I will share more photos as we continue to experiment with the recipes.


0 thoughts on “Cooking Thai Food

  1. I love how you presented this, the pictures (especially including the ingredients in the bowls-very visually appealing), along with descriptions and even tips about eating customs.

  2. Clearly the most fav post because these dishes are my most fav! Need to get the book for recipes! I’m forever searching the best way to make pad Thai.

  3. Thank you Chris. I love the way you have “spelled” the various ingredients with pictures. I am emailing this post to myself. While I have plenty of tamarind and cook with it always, it is difficult for me to lay my hands on kafir lime leaves. It is actually impossible. I was in a Thai restaurant once a few years ago and was seated next to one of these plants. I ‘stole’ some leaves from there and brought them home and put them in the freezer. Next time I went to that restaurant, the plant was gone. I need to see if I can purchase a plant somewhere.

  4. Even though I don’t eat shrimp, that bowl of soup looks awfully good. Thanks for the pictures of the ingredients. Sometimes when I got to the store, looking for some exotic veg or spice, it helps to know what it looks like.

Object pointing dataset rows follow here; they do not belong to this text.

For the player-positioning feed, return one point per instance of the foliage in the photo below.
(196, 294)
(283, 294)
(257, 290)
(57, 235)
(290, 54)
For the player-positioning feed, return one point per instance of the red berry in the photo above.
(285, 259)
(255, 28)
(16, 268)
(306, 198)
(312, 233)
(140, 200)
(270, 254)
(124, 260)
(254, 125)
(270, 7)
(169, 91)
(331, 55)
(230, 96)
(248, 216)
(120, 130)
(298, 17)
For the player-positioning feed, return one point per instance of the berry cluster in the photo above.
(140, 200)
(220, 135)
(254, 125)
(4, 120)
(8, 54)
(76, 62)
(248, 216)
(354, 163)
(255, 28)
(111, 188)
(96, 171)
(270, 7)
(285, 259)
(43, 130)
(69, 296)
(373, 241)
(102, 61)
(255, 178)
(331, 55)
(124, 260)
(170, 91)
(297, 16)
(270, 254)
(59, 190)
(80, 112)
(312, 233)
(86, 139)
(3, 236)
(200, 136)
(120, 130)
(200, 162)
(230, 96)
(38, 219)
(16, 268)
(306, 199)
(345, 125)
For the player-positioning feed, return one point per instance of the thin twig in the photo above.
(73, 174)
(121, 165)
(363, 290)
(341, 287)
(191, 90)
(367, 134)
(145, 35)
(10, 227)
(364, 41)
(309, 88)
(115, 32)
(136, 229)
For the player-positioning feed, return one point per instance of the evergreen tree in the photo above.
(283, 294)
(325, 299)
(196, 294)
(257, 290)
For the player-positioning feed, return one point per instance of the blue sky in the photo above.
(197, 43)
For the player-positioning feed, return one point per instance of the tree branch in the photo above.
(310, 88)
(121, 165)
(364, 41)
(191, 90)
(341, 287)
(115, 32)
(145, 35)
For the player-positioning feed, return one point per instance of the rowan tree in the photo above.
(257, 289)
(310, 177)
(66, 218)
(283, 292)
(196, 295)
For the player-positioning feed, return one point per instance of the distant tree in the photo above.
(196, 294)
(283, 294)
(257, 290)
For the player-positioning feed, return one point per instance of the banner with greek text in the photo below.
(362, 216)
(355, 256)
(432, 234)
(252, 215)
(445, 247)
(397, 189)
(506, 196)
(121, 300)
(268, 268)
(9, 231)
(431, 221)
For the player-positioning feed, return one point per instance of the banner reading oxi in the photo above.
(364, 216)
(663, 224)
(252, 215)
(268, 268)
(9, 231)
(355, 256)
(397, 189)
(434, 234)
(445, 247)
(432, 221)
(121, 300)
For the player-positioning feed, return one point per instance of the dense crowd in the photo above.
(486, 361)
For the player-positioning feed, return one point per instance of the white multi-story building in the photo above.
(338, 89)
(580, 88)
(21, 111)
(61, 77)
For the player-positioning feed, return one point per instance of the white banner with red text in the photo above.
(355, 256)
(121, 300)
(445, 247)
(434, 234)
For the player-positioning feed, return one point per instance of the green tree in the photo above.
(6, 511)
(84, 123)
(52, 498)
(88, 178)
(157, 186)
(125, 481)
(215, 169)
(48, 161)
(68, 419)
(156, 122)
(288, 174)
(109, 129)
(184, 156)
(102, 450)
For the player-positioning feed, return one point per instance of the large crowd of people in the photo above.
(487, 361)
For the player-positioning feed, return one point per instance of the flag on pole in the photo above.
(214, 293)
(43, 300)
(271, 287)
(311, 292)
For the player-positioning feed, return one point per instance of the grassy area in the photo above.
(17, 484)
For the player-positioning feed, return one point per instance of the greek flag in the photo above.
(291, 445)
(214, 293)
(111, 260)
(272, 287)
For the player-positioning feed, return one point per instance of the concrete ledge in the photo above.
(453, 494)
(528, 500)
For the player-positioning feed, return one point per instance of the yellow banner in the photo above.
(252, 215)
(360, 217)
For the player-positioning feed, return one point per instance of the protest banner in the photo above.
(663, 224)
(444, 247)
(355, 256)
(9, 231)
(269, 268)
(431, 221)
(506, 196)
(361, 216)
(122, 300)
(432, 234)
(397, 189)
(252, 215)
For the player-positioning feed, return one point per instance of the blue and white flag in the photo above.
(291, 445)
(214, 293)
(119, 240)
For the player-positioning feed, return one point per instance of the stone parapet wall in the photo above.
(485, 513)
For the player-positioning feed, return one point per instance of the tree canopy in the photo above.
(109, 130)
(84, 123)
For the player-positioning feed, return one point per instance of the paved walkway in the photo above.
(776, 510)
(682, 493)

  5. @ZSA_MD – In California you can special order Kaffir lime. Did you know that a tea can be made of orange leaves? I think in your area if you can grow citrus outdoors then Kaffir lime could be also grown in your area (taking the plant indoors if frost is predicted.)

  6. Thanks Chris for a wonderful article. The shrimp that you showed is definitely De veined something that rookie cooks do not know about. I suppose if they used smaller dried shrimp you do not need to de vein them.

  7. Ty so much for sharing these yummy looking dishes and I am drooling again. I have learned to bring a bib with me when I come to see what you are cooking up.Have a great week that got here way to fast.

  8. my brother wants his wife to learn how to cook it but she won’t for some I will have to send this blog to him for sure. He has a hard time finding real Thai food

  9. @awoolham – My hope is that as we finalize the pad thai recipe, I can shoot some video and post it. It is all about the technique, especially having a very hot pan.@Crystalinne – Thanks for the recommendation and I’m glad you enjoyed, especially the eating tips. One of the things I realized after moving here is that a large part of a culture isn’t just its food, but also the details about how that food is prepared, shared, and enjoyed.@armnatmom – I hope you have the opportunity to try them!@beautyandthebum – Different cooks and different recipes use different greens, but I think the garlic chives would be the “traditional” (with careful use of quotes) ingredient.@CurryPuffy – Start with the classics, right?@ZSA_MD – Thanks for the recommendation, Dr. Z. There is a company called Temple of Thai that imports Thai foodstuffs and can ship them, including kaffir lime leaves. Website is here.@whyzat – While this soup is traditionally made with shrimp, you could certainly substitute another protein or tofu – or you could even eat it just with mushrooms.@PPhilip – Yes, we did a quick deshelling (except for the tail) and deveining. The small dried shrimp don’t need to be deveined and, in fact, I can’t imagine how you would even try to do it! =D@Grannys_Place – Thanks for the recommendation. I’m glad you’ve learned to come to my blog prepared! Ha ha ha!@maniacsicko – Me, too. I always liked eating the soup but didn’t appreciate how elegantly simple it is until I helped make it.@murisopsis – I think there are still a few more months of recipe testing and editing before the new version is published. Her current book is available through Amazon, but with a new one coming, you might as well wait.@Texasjillcarmel – Thanks for the recommendation. Yes, it is tough to find real Thai food in the US.@firetyger – Thanks for the recommendation. As recipes get finalized, I’m going to try and film a few of them and, with Chow’s permission, share them here. Stay tuned!@light_blue_fables – If it was homemade, I’m sure it wasn’t pathetic. In fact, Friday evening I tried a new recipe for veggie burgers that appeared in the NY Times. Turned out pretty well, although the market was out of black beans so I substituted garbanzo beans, giving it more of a hummusy flavor.